In many countries outside of Africa, the HIV virus is spread primarily among people who inject drugs. The UNAIDS report released Tuesday said that in countries such as Georgia, Kazakhstan, Yugoslavia, Latvia, Moldova, Russia, and Ukraine, more than half of all AIDS cases are linked to the use of injecting drugs. And more than two-fifths of the cases in Iran are spread this way.

Scientists say injection is a more efficient way of spreading HIV than sexual intercourse. And HIV can spread rapidly among drug users because they are often linked in tight networks and regularly share injecting equipment with other people without cleaning it.

UN officials say it is difficult to get a precise count of people infected this way because drug use is illegal. The UNAIDS report based its estimates on drug users who were arrested or registered at treatment centers.

Schwartlander, the UNAIDS official, says a pattern has emerged in the region in which outbreaks of HIV infections emerge in populations of drug users. This happens even in cities that had little or no incidence of the virus previously.

"In a sense, it could happen tomorrow to Belarus or the other countries. In all of these countries we do see a substantial increase in drug use behavior and all of these populations are highly vulnerable to HIV spread."

He said the most dramatic example last year was in the Moscow city and region. Three times more HIV cases -- 7,000 -- were reported there in 1999 than in all previous years combined in all of Russia. Overall, about 130,000 Russians (up from 40,000 in 1997) are believed to be infected with HIV, and that could rise considerably. Recent estimates show the number of intravenous drug users in Russia ranges between 1 million and 2.5 million.

The broader dangers posed by the AIDS epidemic can be seen in Africa, where there are now 16 countries in which more than one-tenth of the adult population carries the AIDS virus. UN officials say the disease is decimating a whole professional class, with repercussions in the health care and education fields in particular.

The executive director of UNAIDS is Peter Piot. He told reporters on Tuesday that the full impact of AIDS is still to be seen.

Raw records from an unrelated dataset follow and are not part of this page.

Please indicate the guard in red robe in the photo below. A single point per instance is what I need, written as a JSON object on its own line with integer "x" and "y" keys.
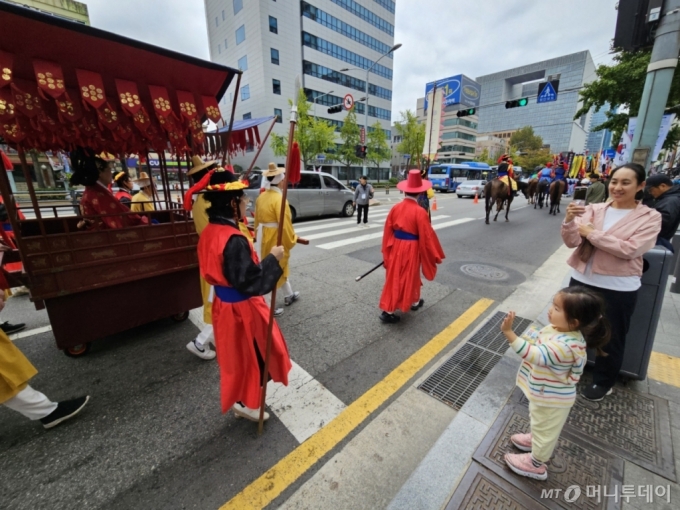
{"x": 409, "y": 244}
{"x": 228, "y": 261}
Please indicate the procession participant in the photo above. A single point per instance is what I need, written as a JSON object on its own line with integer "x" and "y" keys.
{"x": 409, "y": 244}
{"x": 267, "y": 212}
{"x": 228, "y": 261}
{"x": 124, "y": 183}
{"x": 16, "y": 394}
{"x": 95, "y": 174}
{"x": 143, "y": 201}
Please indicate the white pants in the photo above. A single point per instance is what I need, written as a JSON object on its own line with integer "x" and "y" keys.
{"x": 32, "y": 404}
{"x": 205, "y": 336}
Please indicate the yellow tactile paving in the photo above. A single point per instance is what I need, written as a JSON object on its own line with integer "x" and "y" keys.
{"x": 664, "y": 368}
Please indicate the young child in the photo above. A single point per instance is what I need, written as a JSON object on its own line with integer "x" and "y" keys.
{"x": 554, "y": 358}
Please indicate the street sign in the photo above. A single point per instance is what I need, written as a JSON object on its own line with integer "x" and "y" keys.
{"x": 348, "y": 102}
{"x": 547, "y": 91}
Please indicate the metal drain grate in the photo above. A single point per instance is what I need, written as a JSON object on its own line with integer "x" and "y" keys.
{"x": 457, "y": 379}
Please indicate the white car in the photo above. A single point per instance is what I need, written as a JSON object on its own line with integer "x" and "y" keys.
{"x": 470, "y": 189}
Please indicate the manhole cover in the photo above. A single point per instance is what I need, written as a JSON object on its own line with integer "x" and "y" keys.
{"x": 485, "y": 272}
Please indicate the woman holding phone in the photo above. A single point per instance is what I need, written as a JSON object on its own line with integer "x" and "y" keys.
{"x": 611, "y": 239}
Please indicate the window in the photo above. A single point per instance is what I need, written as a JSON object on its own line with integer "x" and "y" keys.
{"x": 245, "y": 92}
{"x": 240, "y": 34}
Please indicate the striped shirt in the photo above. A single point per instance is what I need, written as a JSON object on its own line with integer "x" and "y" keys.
{"x": 553, "y": 363}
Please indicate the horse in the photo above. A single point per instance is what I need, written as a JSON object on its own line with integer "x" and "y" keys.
{"x": 496, "y": 191}
{"x": 556, "y": 191}
{"x": 543, "y": 191}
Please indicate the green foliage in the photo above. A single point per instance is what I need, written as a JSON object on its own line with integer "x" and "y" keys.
{"x": 412, "y": 137}
{"x": 525, "y": 139}
{"x": 314, "y": 136}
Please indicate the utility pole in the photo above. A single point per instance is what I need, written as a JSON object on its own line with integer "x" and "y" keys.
{"x": 658, "y": 84}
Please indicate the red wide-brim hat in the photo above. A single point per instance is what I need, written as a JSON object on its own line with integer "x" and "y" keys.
{"x": 414, "y": 183}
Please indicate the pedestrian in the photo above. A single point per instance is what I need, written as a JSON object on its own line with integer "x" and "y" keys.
{"x": 611, "y": 239}
{"x": 553, "y": 359}
{"x": 267, "y": 213}
{"x": 667, "y": 203}
{"x": 410, "y": 245}
{"x": 228, "y": 261}
{"x": 16, "y": 394}
{"x": 596, "y": 191}
{"x": 362, "y": 197}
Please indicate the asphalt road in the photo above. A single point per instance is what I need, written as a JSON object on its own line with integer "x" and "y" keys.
{"x": 153, "y": 436}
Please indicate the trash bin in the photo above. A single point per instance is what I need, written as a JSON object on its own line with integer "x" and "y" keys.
{"x": 640, "y": 339}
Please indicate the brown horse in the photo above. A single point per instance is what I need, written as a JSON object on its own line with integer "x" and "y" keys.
{"x": 556, "y": 191}
{"x": 496, "y": 192}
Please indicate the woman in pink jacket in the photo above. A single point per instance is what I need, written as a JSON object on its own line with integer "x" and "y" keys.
{"x": 611, "y": 239}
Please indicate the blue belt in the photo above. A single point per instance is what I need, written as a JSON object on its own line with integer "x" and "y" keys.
{"x": 405, "y": 236}
{"x": 230, "y": 294}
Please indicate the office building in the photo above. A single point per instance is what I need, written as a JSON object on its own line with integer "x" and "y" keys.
{"x": 330, "y": 44}
{"x": 553, "y": 121}
{"x": 68, "y": 9}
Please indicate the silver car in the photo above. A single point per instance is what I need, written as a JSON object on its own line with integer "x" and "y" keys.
{"x": 317, "y": 194}
{"x": 470, "y": 189}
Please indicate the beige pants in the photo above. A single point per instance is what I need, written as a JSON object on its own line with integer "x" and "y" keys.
{"x": 546, "y": 426}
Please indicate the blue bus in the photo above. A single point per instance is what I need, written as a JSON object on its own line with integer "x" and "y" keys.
{"x": 447, "y": 177}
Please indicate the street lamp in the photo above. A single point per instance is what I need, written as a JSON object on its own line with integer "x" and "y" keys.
{"x": 393, "y": 48}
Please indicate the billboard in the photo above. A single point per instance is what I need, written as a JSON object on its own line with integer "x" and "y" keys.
{"x": 457, "y": 89}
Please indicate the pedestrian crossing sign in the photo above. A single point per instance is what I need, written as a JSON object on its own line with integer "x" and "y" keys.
{"x": 547, "y": 92}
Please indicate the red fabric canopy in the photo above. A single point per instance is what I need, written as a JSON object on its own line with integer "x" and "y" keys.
{"x": 64, "y": 84}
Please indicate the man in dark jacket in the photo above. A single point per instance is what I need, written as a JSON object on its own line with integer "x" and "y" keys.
{"x": 667, "y": 202}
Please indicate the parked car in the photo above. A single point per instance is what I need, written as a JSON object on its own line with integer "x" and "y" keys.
{"x": 470, "y": 189}
{"x": 317, "y": 194}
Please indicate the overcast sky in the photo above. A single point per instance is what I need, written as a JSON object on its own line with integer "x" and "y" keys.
{"x": 440, "y": 38}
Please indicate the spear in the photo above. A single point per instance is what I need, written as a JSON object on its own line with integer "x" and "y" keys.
{"x": 292, "y": 175}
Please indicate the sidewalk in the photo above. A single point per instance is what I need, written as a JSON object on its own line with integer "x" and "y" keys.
{"x": 623, "y": 452}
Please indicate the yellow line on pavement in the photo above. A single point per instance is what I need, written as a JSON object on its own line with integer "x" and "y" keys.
{"x": 664, "y": 368}
{"x": 273, "y": 482}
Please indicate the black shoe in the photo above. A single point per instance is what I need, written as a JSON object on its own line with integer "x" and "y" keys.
{"x": 595, "y": 393}
{"x": 64, "y": 411}
{"x": 389, "y": 318}
{"x": 11, "y": 328}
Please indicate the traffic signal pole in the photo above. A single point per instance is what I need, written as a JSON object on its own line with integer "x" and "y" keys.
{"x": 658, "y": 84}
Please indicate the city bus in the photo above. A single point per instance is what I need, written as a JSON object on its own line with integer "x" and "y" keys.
{"x": 447, "y": 177}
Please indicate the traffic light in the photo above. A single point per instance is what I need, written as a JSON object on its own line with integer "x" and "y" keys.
{"x": 517, "y": 103}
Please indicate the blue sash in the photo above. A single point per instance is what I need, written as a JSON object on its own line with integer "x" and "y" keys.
{"x": 230, "y": 294}
{"x": 405, "y": 236}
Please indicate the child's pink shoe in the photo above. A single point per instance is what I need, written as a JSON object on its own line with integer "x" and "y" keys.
{"x": 522, "y": 441}
{"x": 522, "y": 464}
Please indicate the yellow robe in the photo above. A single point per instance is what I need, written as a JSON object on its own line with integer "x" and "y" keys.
{"x": 267, "y": 210}
{"x": 15, "y": 369}
{"x": 142, "y": 202}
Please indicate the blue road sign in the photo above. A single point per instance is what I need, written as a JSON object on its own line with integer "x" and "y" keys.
{"x": 547, "y": 93}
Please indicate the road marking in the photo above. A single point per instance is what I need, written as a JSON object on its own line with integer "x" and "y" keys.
{"x": 30, "y": 332}
{"x": 305, "y": 405}
{"x": 278, "y": 478}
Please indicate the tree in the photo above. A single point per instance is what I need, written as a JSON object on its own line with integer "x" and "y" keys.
{"x": 412, "y": 136}
{"x": 525, "y": 139}
{"x": 351, "y": 137}
{"x": 377, "y": 149}
{"x": 621, "y": 85}
{"x": 314, "y": 136}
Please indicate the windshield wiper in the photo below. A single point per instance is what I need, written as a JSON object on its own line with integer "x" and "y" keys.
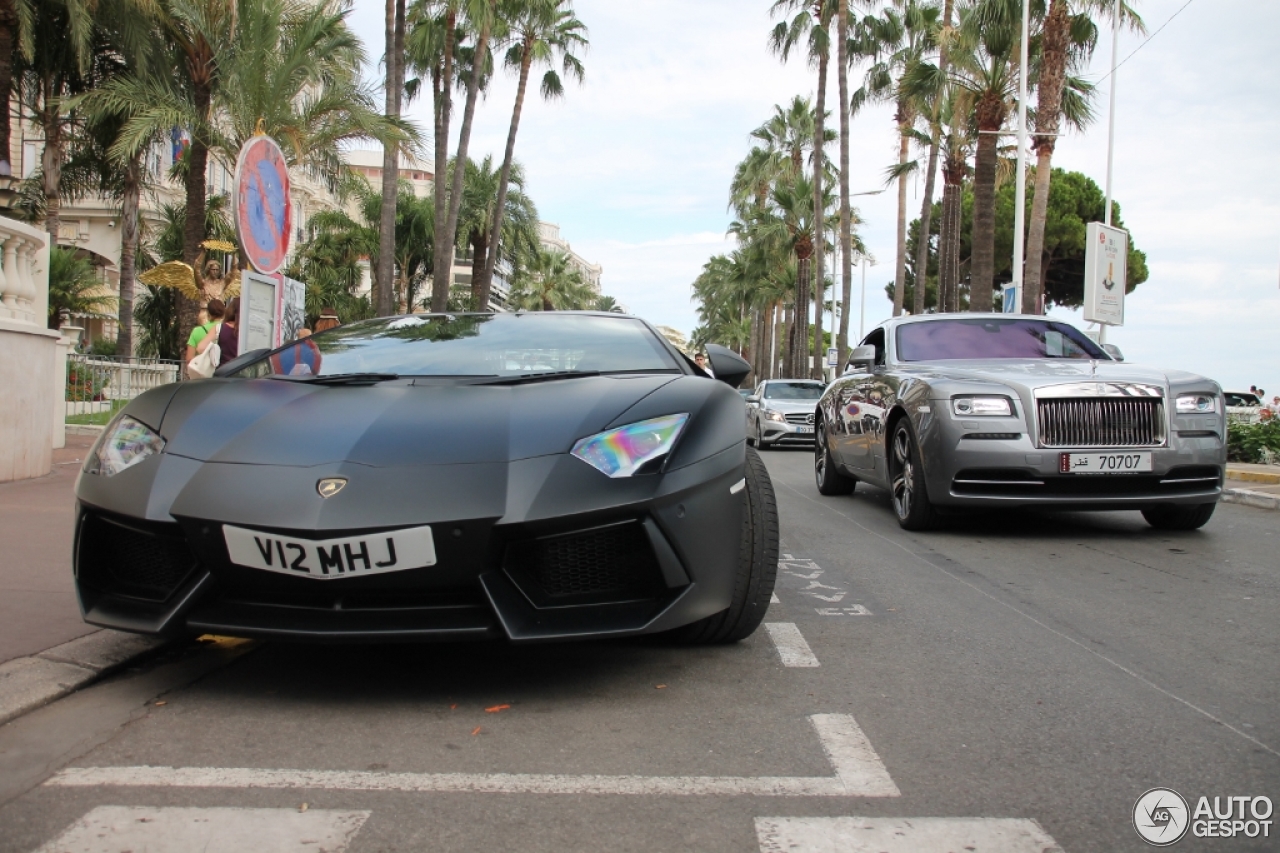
{"x": 536, "y": 377}
{"x": 342, "y": 378}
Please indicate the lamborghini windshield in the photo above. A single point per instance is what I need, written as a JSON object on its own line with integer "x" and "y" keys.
{"x": 993, "y": 338}
{"x": 483, "y": 345}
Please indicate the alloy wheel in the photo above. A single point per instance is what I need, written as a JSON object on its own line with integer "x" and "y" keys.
{"x": 904, "y": 475}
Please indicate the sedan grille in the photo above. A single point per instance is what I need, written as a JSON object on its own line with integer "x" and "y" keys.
{"x": 1106, "y": 422}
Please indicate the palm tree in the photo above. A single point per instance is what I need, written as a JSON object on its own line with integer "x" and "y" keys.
{"x": 484, "y": 19}
{"x": 16, "y": 40}
{"x": 481, "y": 196}
{"x": 74, "y": 287}
{"x": 393, "y": 89}
{"x": 984, "y": 65}
{"x": 62, "y": 64}
{"x": 551, "y": 283}
{"x": 812, "y": 19}
{"x": 897, "y": 41}
{"x": 539, "y": 31}
{"x": 1061, "y": 49}
{"x": 606, "y": 302}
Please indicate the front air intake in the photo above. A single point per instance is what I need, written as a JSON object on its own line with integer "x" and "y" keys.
{"x": 607, "y": 564}
{"x": 123, "y": 560}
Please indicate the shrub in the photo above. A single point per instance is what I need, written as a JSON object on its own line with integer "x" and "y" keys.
{"x": 1256, "y": 443}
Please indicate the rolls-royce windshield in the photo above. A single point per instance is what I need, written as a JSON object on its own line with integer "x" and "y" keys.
{"x": 993, "y": 338}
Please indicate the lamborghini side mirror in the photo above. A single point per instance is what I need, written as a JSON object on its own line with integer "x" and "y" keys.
{"x": 727, "y": 365}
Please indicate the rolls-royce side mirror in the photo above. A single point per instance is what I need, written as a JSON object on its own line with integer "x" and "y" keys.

"I believe that we're only at the beginning of the actual impact on society of AIDS, and there are examples in agriculture, in business, the health sector and so on where professionals are dying of AIDS. All this makes us say that AIDS is really now a development crisis, which is very obvious for those who have been in the countries that are most affected."

Piot said there must be a massive increase in political will and financial resources at the international level to treat AIDS and prevent its spread.

Information in the new report was compiled by UNAIDS and the World Health Organization with the assistance of nations AIDS programs and in cooperation with other international experts and institutions.